Thursday, September 08, 2011

Realistic Relativistic Spacecraft and Impact Events


As everyone knows by now, impacts from space have occasionally devastated much of life on earth, most recently and famously in the K-T boundary impact event, 65 million years ago, that appears to have killed off most dinosaurs. Typically, impactors from space that come from within the solar system arrive at 20-50 km/s. And the specific impactor that shmushed the dinosaurs' world was probably a hard/dense rock (not ice), say 3000 kg/m^3, 10-14 km in diameter. That's remarkable: something doesn't need to be 'the size of Texas' (a la Michael Bay's Armageddon (1998)) or to be travelling at anything like relativistic speeds (say > .1C = 30,000 km/s) is required to obliterate much of life on Earth.

But what if an impactor is out at one of these extremes? Well, supposing that 'something the size of TX' means a 10^4 (a 100x100) scaling up of mass from the actual K-T event impactor then K-T-level impact energy results from only 1/100 the v, i.e., only .2-.5 km/s = 200-500 m/s, the speed of current fighter planes.

And what about a space-ship moving at relativistic velocities, i.e., the sort of thing that travel to the stars 'without warp drive' will require? Won't it look like a very dangerous projectiles to any other life-forms who spot it, as it were, in-coming?

Suppose as a kind of base-line that the sort of space-ship that could conceivably sustain technological life for 20+ years would be at least the size/mass of the largest current aircraft carriers, which are about 100,000 long tons = ~ 10 million kg. For simplicity, ignoring relativistic effects, how fast does does an aircraft-carrier-scale ship have to be going to have the kinetic energy of the K-T impactor?

Current estimates of the K-T impactor energy are 400-420 x 10^21 J. Solving for v we get that the aircraft carrier would have to be traveling at ~ 90,000 km/s ~ .3C to do K-T-type damage. If we take relativistic effects on kinetic energy into account, the sufficient-for-a-K-T-disaster v computes out to ~ .29C.
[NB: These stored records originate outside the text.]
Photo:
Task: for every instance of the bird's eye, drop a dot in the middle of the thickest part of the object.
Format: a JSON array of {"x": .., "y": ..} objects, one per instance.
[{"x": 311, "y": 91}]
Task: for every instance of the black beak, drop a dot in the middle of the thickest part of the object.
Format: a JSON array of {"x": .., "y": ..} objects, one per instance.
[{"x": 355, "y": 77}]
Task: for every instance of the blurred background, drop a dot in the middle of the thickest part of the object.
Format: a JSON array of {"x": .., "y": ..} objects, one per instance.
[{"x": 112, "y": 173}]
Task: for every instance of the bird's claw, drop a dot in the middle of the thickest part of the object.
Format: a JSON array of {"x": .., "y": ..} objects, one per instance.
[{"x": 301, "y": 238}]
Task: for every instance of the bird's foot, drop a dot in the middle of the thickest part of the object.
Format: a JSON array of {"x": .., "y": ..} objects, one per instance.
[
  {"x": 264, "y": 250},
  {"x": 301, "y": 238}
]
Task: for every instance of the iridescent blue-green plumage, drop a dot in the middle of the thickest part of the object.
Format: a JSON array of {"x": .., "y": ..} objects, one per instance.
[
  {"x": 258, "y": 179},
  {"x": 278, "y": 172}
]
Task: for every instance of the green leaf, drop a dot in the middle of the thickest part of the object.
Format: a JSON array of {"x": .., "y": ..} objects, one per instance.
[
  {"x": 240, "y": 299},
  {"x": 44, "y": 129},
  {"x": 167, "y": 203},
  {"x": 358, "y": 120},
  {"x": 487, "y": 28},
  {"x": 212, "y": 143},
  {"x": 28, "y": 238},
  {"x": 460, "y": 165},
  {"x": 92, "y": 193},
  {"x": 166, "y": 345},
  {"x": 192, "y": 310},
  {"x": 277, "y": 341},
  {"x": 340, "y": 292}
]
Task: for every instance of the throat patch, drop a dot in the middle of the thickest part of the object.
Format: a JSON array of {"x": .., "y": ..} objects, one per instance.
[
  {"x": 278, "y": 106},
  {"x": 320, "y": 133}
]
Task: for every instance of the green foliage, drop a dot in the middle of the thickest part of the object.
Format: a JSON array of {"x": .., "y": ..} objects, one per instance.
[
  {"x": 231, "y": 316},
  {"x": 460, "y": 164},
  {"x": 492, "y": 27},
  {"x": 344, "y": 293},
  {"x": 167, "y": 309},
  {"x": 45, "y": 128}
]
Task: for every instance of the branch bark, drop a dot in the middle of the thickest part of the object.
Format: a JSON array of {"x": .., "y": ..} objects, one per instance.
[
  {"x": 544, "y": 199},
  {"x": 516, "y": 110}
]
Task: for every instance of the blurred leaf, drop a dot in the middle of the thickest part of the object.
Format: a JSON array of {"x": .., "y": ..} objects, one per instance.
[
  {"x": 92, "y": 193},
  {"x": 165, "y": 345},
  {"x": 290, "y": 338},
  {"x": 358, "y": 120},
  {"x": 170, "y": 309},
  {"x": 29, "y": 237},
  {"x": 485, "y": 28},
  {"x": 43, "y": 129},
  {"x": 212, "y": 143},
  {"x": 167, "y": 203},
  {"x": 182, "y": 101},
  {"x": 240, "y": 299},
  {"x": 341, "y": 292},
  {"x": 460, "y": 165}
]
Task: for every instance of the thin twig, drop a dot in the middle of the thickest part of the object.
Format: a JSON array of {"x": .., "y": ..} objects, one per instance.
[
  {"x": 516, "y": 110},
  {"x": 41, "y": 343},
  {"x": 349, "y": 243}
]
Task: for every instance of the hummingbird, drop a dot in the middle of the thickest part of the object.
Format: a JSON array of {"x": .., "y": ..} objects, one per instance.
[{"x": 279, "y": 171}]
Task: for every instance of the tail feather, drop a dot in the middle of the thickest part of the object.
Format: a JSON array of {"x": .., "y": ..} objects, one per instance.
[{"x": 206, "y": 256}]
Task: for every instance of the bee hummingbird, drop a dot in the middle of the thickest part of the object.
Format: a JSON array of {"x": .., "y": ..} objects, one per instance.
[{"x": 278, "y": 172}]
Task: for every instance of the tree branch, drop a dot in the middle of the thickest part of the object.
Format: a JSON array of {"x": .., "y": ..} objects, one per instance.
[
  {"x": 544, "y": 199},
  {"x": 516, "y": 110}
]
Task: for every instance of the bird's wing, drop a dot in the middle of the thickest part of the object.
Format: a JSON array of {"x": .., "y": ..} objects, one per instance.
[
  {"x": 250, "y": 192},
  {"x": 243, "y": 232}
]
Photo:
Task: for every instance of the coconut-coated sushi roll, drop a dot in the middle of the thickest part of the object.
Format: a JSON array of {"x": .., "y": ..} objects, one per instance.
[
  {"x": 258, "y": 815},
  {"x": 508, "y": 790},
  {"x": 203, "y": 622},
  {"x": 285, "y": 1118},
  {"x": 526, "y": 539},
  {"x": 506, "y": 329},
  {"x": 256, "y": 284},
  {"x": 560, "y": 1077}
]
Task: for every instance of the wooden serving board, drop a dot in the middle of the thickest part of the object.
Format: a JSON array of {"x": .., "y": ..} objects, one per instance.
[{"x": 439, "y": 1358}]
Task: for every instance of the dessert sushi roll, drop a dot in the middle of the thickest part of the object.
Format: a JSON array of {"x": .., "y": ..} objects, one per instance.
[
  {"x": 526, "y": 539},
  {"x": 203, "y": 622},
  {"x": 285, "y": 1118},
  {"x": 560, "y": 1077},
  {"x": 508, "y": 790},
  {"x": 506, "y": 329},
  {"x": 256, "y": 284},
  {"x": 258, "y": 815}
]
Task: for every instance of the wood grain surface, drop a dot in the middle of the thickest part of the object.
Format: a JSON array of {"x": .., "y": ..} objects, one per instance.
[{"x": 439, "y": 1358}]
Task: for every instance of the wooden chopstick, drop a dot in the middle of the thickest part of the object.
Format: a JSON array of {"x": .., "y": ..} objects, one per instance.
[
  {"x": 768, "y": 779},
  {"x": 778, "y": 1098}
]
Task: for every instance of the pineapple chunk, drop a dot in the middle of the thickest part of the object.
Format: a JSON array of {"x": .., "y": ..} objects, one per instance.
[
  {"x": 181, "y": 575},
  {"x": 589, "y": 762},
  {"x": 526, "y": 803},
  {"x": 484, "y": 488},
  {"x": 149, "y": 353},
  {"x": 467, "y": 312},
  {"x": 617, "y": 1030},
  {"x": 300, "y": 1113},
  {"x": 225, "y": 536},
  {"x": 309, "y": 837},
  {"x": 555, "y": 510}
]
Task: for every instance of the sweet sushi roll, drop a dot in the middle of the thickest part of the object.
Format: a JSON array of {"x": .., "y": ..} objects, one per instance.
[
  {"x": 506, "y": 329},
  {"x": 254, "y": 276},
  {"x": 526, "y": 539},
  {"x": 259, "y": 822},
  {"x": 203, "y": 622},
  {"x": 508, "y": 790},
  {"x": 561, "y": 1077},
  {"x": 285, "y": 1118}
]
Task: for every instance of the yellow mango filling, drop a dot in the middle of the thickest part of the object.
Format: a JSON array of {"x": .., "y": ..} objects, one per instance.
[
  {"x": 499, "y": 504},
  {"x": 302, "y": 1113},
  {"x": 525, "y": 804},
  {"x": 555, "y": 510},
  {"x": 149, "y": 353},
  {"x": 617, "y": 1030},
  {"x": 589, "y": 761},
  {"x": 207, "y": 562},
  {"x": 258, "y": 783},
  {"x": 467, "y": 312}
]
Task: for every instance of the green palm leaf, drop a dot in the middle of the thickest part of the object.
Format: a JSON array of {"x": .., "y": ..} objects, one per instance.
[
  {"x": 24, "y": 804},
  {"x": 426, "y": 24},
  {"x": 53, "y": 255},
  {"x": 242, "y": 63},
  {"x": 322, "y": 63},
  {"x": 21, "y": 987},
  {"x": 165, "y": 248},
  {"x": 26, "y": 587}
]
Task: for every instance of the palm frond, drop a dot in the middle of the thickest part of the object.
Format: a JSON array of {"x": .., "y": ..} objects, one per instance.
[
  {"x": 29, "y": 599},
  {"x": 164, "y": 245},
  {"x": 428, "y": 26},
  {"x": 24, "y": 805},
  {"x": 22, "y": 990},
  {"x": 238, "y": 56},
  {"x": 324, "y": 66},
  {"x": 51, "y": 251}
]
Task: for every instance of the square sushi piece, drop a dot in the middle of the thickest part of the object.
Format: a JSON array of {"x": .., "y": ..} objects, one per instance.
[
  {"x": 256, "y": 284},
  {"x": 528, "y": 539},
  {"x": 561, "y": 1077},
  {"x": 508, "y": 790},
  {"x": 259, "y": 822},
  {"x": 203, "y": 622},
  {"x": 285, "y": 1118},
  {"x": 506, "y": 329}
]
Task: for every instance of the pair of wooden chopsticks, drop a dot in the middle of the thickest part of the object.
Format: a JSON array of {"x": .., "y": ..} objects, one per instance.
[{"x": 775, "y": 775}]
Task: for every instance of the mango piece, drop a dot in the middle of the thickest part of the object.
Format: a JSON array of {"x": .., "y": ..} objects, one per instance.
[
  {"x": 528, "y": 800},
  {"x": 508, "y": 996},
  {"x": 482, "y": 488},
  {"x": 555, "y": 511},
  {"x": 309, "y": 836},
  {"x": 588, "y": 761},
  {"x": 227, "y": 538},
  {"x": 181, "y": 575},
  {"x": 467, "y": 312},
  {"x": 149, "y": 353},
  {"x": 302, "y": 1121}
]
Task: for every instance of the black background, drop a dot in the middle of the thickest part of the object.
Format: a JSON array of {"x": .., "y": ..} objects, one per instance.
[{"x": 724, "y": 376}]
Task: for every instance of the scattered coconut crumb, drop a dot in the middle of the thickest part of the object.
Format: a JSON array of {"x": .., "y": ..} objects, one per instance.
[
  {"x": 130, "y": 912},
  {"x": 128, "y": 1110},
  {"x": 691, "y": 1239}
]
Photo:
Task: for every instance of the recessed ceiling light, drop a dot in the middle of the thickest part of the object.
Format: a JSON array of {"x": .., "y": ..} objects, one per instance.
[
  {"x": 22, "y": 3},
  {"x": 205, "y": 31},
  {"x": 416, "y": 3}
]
On the one hand, then, why build a Death Star when you can devastate a planet just by ramming something the size of the Starship Enterprise or Space Battleship Yamato into it (at anything like their normal speeds)? On the other hand, the sorts of moderately large spaceships humans might use to get to the stars over a generation (e.g., accelerating continuously at 1 g for the first half of the trip then decelerating at the same rate for the second half) are going to look like menaces to intelligences at the other end. If the decceleration goes wrong, e.g., fuel runs out early or some such thing, then those ships will 'come in hot', at a non-trivial fraction of C, and will threaten to destroy civilizations and possibly life more generally at their destination. Look out.